In der Wange einer älteren Frau, die einen Kittel trug, klaffte ein ausgefranstes Loch. Ihre Backenzähne waren weiße Felsen im fauligen Meer ihres Mundes. Die Beine der Frau steckten in knielangen Nylonstrümpfen, die mehrere lange Laufmaschen hatten. Ihrem Nebenmann, der in einem halb offenen Morgenmantel vor der Garage stand, fehlte ein großes Stück Fleisch im Nacken- und Schulterbereich. Er hielt eine Kaffeetasse und eine zusammengerollte Tageszeitung in den Händen. Der Untote wedelte unbeholfen mit der Zeitung und es sah aus, als wolle er einen Hund zurechtweisen, der auf den teuren Teppich gepieselt hatte. Ein anderer Mann trug einen Blaumann mit dem Emblem der Stadtwerke Köln auf der Brust. Knapp unter seiner Brusttasche klaffte ein blutiges Loch in seinem Bauch. Seine Därme hingen wie dicke, graue Bratwürste heraus. Ein weiblicher Zombie in einem blutverschmierten Hochzeitskleid wollte sich in die erste Reihe der Menge drängeln, als ginge es um den besten Platz an einem gerade eröffneten kalten Buffet.
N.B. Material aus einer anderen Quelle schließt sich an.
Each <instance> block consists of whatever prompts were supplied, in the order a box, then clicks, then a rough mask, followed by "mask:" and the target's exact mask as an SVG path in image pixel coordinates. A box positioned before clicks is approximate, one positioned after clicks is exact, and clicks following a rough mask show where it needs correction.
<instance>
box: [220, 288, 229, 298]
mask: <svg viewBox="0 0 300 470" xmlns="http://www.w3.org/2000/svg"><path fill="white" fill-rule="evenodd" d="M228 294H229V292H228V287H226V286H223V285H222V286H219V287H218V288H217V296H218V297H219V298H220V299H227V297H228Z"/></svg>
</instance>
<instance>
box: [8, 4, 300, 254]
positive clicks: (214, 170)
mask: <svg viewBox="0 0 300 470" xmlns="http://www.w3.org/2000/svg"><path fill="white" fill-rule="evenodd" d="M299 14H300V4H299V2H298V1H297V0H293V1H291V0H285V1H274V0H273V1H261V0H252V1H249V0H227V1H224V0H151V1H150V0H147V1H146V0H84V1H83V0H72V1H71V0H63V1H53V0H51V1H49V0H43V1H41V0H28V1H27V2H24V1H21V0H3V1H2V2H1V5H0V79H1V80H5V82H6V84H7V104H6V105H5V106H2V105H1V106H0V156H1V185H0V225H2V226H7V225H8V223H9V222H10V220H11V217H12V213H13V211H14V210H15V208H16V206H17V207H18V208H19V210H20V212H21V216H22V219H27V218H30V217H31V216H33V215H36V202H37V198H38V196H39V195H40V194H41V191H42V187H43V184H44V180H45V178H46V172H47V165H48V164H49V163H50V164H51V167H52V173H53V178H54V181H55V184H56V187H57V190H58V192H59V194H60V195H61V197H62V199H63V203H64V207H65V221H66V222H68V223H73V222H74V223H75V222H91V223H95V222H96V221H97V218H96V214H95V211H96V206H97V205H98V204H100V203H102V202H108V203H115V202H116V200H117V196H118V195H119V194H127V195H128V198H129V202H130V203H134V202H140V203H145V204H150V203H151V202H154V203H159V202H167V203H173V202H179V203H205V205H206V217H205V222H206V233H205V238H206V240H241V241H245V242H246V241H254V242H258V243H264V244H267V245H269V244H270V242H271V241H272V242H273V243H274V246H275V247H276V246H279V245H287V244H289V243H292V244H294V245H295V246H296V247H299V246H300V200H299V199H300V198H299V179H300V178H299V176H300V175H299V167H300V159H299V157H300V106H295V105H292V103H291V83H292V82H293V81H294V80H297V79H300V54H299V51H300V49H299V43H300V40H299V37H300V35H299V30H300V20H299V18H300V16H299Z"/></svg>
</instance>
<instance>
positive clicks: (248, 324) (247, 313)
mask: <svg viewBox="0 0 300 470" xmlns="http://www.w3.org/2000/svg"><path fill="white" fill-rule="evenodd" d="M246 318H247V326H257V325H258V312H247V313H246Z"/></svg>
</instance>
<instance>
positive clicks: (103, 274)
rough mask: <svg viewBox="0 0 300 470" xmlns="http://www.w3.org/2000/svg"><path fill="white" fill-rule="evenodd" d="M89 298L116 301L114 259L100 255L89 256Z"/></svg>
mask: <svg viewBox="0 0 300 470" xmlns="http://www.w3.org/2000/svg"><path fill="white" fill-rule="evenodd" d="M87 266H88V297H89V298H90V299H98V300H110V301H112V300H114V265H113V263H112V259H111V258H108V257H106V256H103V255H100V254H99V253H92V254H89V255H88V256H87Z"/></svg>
Dantes Kreaturen der Hölle hatten sich vor Franks Haus zu einem spontanen Happening versammelt. Er schluckte trocken, nahm den Fuß von der Bremse und der Wagen raste durch die Menge. Dumpf prallten die Körper auf das Metall des Wagens. Torkelnd wandte sich die Menge um, Hände streckten sich in verzweifelt wirkenden Gesten nach dem Wagen. Ein Mann in einem dunklen Geschäftsanzug griff im Fallen mit einer Hand nach der hinteren Stoßstange. Der Wagen schleifte ihn über den Asphalt, bis einer seiner Füße, die in teuren Kalbslederschuhen steckten, an einem Kanaldeckel hängen blieb. Ein schmatzender Laut, dann hing der Ärmel des Jacketts wie ein dunkles Segel bei Windstille auf den Boden herab. Verblüfft blickte der Geschäftsmann seinem nackten Arm hinterher, der immer noch an der Stoßstange hing. Unbeholfen versuchte er sich mit dem verbliebenen Arm aufzurichten, ohne dabei seine Aktentasche loszulassen. Ein letztes Souvenir, aus einer anderen Zeit, einem anderen Leben. Ächzend und stöhnend wandte sich die restliche Meute um und folgte schlurfend dem Auto, das um eine Ecke bog.
Frank ging auf Einkaufsbummel im entvölkerten Köln und die Toten wankten hinter seinem Wagen her.